I also think the alliteration of the last three lines in the fourth stanza is quite nice, but the but is a little awkward in the second line of that same stanza. Perhaps some effort to make the beginning of each line in the fourth stanza alliterized (is this a word? it is now, i guess) would create a definitive line dividing the two halves of the poem and establishing more of a parallel effect without prodding the rest around so much.

The word bi-centennial is also awkward, i think. Maybe changing it to penny would keep a soft effect, and make the brightness of the boy seem warm also... hmmm, it is awkward, but belongs so much because the topic is a boy in history class, a US history calss, it seems.

Along with the seemingly awkward bicentennial in the fourth stanza, I believe that you could further establish some parallelism in a visual sense by shortening the last two lines. The third line could be shortened by removing is what and possibly playing with the syntax. The last line could be shortened by removing Me.

These are only observes, I know I can be quite offensive, but please try not to take it that way.

Hmmm, yes, indeed very interesting.

-Naiilo

I'm going to be nice here but first I'd like to say that you were the one asking for style tips, not me. Not at all. Comments, yes. Since you did this, this time, here's my (secondary-my initial was digital) response:

1) I don't think parallel lines make anything at all more meaningful, they just sounded prettier in my head. And that's it. The last stanza is not more personal than the earlier ones. Not much is more personal than a physical response, when your breath catches just because someone you like is close-that's personal, baby. Words not said, things not done, those are personal ideas, especially when you are looking back...not necessarily regretfully, just thoughtfully. Enjoying the experience, maybe a trifle astonished that someone has remained so clear in a corner of your mind, someone not your lover. Maybe the not-lovers, the unkissed boys, are the ones best remembered anyhow.

2) 'but' is in the first line, not the second, and that's on purpose...and that's how I like it.

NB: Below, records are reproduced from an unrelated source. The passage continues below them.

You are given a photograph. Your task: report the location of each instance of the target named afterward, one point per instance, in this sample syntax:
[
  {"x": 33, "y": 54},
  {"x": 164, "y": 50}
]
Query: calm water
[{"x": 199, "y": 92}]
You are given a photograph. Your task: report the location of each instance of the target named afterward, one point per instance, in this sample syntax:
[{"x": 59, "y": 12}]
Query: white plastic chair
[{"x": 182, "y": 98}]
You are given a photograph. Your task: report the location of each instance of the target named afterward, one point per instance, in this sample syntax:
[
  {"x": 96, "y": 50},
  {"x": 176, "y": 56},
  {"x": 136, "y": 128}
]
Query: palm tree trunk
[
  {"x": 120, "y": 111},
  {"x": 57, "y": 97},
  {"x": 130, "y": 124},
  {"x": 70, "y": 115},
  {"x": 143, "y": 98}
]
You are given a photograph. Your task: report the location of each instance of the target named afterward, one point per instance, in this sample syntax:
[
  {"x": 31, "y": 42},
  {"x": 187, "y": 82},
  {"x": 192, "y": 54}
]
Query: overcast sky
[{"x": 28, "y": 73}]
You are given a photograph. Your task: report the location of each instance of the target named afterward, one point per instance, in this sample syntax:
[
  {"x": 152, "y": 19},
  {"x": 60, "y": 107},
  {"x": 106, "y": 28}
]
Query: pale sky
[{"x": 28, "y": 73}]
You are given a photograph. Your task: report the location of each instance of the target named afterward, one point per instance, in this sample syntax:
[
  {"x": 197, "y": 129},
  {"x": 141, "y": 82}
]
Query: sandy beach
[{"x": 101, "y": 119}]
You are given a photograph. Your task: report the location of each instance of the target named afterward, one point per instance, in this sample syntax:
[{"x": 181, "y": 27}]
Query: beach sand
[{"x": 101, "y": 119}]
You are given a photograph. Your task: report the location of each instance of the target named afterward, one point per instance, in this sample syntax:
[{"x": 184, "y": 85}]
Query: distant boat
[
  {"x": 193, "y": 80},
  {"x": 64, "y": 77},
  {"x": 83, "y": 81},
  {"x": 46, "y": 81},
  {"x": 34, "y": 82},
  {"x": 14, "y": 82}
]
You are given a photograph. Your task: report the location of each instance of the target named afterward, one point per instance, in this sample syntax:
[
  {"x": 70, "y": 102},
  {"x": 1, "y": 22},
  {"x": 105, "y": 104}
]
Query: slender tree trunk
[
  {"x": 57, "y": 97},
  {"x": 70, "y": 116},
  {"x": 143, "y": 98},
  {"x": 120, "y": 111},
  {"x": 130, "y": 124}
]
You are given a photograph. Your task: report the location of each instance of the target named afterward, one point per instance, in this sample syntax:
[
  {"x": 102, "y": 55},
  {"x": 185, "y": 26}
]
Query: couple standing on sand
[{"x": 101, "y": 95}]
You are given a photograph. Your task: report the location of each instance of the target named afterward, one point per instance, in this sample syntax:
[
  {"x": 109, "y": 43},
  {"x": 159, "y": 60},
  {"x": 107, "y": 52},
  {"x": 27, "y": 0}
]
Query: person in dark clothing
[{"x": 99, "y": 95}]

I know that makes it jagged, I like jagged edges. I like pretty sounds. I never 'alliterize' on purpose, I write what I hear...and sometimes there's alliteration. Sometimes there's something else. I don't 'prod' anything around, I just write what I hear in my head. And I don't always want definitive lines, I don't always care for them in poetry OR prose, mine or someone else's. One reason I'm a fan of Gabe's stuff.

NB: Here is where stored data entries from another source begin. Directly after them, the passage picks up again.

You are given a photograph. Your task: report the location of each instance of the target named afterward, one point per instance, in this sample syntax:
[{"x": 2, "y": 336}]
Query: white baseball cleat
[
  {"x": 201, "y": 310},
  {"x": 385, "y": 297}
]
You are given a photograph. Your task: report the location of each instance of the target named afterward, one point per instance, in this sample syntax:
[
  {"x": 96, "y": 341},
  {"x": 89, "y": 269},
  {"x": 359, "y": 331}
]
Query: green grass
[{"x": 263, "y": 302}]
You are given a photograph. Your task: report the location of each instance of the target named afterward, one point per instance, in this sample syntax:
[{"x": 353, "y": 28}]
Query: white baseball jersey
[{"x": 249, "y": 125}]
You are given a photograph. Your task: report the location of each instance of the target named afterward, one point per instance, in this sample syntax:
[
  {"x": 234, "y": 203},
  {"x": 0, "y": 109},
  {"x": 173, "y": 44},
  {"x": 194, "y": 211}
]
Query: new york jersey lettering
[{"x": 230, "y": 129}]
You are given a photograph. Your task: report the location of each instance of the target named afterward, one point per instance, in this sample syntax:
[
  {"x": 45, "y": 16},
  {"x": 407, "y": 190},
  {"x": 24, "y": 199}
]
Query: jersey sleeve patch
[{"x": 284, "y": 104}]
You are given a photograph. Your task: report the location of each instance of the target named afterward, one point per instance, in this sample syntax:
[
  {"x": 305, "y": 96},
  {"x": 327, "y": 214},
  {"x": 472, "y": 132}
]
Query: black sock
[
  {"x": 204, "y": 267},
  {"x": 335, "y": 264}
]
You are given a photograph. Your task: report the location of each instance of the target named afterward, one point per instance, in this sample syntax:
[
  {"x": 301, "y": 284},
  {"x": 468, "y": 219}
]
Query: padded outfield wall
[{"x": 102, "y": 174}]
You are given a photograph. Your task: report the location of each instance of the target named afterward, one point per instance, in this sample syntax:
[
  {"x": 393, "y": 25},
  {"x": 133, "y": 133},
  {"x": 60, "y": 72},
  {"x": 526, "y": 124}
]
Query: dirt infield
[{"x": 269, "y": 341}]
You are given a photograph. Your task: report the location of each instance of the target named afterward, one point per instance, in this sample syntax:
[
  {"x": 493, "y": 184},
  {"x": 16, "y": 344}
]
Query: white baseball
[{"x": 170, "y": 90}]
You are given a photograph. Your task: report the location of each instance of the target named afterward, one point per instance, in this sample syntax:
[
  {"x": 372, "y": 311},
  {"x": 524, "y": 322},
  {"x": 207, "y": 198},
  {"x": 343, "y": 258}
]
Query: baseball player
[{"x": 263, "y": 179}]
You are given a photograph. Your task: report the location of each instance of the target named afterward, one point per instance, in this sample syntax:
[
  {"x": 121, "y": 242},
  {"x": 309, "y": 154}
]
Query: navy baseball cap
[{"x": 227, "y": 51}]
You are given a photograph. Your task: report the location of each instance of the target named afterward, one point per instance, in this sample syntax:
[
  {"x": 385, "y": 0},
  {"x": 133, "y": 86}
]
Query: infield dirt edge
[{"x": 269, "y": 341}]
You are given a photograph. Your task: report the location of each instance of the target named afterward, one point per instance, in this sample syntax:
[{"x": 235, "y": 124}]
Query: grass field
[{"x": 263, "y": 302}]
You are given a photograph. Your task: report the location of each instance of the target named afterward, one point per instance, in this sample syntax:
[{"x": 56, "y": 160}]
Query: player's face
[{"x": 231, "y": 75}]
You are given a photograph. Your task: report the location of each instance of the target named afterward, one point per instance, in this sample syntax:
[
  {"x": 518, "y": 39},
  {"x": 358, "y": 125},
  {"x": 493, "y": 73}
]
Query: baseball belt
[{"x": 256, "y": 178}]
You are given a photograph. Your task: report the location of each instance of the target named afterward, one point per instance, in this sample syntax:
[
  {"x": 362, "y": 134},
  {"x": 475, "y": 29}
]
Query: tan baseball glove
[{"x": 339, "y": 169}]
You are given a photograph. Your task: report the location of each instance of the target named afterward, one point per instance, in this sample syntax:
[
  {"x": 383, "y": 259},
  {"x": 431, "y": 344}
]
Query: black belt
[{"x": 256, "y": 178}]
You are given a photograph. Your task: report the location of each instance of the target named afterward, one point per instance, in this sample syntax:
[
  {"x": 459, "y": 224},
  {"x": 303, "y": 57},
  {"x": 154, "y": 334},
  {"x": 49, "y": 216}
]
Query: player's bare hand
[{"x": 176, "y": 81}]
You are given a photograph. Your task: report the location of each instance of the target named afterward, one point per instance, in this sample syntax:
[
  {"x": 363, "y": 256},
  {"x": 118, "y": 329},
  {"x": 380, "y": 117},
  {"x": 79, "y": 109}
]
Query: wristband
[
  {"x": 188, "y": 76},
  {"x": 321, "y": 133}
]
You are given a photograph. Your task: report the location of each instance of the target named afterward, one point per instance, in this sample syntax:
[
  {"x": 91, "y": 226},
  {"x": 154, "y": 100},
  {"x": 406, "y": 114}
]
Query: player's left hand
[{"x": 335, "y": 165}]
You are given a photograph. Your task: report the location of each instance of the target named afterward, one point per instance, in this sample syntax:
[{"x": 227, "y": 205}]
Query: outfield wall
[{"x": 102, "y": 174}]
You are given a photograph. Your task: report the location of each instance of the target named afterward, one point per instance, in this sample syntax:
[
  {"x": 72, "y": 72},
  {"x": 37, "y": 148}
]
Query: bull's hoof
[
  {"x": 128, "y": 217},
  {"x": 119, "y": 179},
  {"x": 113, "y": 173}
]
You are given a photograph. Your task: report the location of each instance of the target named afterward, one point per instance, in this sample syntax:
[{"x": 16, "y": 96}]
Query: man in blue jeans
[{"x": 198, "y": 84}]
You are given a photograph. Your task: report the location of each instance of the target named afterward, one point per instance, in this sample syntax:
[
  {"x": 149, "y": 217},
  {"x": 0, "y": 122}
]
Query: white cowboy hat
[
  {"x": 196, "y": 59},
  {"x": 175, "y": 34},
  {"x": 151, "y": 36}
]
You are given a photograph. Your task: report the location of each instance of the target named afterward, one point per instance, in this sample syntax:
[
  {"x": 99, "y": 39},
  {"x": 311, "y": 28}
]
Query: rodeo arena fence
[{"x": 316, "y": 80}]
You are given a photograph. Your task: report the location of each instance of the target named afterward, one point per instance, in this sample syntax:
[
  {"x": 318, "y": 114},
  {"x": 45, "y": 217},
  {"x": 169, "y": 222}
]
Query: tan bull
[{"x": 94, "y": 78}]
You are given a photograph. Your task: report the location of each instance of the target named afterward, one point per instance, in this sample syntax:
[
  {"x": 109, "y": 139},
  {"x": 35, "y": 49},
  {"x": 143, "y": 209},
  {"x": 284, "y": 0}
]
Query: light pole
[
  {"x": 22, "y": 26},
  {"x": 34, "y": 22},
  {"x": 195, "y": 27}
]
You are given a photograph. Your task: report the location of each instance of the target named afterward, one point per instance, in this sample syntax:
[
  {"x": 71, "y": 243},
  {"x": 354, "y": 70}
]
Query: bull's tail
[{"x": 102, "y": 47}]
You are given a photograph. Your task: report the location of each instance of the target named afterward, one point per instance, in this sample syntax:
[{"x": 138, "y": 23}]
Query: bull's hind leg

3) Bicentennial is the word I meant. It refers to 1976. There were commerative coins struck. A bicentennial coin is shiny, like the 1976 dollar in my jewelry box, because you don't use it, you save it. Also, it's something historical in History class. So I don't see how changing 'bicentennial' to 'penny' would be at all good (do you think 'bicentennial' means 'tuppence'?). The boy shines in my memory LIKE a shiny coin. If you don't like this line, fine, but I like it okay just as it is, thanks.

Don't you find it difficult always to be so correct, Professor Higgins?

4) I would change the meaning AND change what I heard in my head were I to make those changes and, further, I see no point. The last line is MEANT to be the way it is and there's nothing wrong with the syntax. It is deliberately not simple usage but it is correct usage...and even if it wasn't, it would still be what I want there. Removing 'me' would ruin the last line, in my opinion. And, as I say, I like the structure, the order of the words, in the second to last line. Of course, since you started out by saying you 'rather like the ending', this is all a bit...

5) It is difficult to take you as anything other than what you are, Dear Henry. Perhaps you could try another key?

And I have now written more words in a post than are contained in the poem it discusses.